English & Spanish
Mentor: Dr. Robin Hackett, Department of English
The Fiction of Betty Smith: The Working Class's Achievement of the American Dream
Often drawing from her own personal experiences, 20th century American author Betty Smith writes about working class women from immigrant families who achieve the American Dream through a combination of internal and external forces. External forces may include marriage, chance or luck, and the benevolence of others, while internal forces would include character traits like strong curiosity and motivation, the internalization of family values, love of the written word, and relentless optimism. All of these factors contribute in some degree to the success or failure of a particular character. Smith’s most well known novel, A Tree Grows in Brooklyn, is a prime example of the means by which her characters overcome the barriers created by poverty to obtain an education and realize the American Dream.
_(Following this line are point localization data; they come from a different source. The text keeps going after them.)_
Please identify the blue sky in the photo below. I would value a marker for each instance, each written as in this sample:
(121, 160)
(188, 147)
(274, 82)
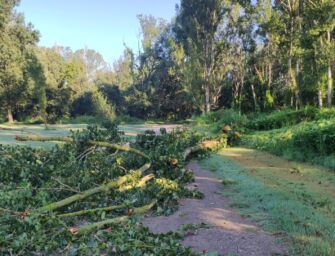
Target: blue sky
(102, 25)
I will analyze Smith's four novels, all published between 1943 and 1963, as one representation of attitudes and social commentary produced in this era. Issues to be explored include the manifestation of Smith's biographical information in the novels, Smith’s perception of the American Dream, whether or not the novels are historically accurate representations of social stratification, and the ability or inability of people to escape from the poverty-stricken working class.
Although Smith has made significant contributions to the landscape of American literature, she has traditionally been dismissed from the canon as an overly sentimental juvenile writer. However, her works reflect important, realistic conditions of society during this period in American history. To this end, I will use a variety of literary criticism approaches, including, but not limited to, cultural, feminist and Marxist/materialist criticisms, which will allow me to further understand how a female member of an immigrant family in the working class could have possibly broken through so many barriers and achieved the American Dream.